Intelligent pricing is, for sure, one of the most significant levers for retailers to increase profitability today. Investing in pricing know-how, resources, and tools is never a waste of money but a smart investment in financial growth and profit maximization. With state-of-the-art approaches, retailers can lower their overall price management costs, automate lots of tedious manual work, and reach their business goals faster. 

Gartner AI use cases for retail

Conclusion: Counteract the damaging effect of pricing misconceptions

Retail pricing myths come in all shapes and sizes. Our list is far from exhaustive, but our 6 examples already show how damaging it can be for retailers not to regularly challenge their pricing beliefs. They miss out on new and more effective pricing strategies and risk losing their competitive edge. That’s even more true in the age of AI-assisted pricing. 

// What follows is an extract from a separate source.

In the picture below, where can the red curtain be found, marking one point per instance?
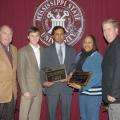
(19, 15)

If pricing misconceptions lead retailers to fail to integrate new technologies into their pricing, they will be at a significant disadvantage in the years to come. Predictive pricing will become mainstream across all industries. Human or rule-based pricing systems will no longer be able to compete with the power of intelligent algorithms. As technology evolves at a rapid pace, it’s more important than ever to stay agile, adapt internal pricing processes, and seek expert opinion to stay on top of the pricing game.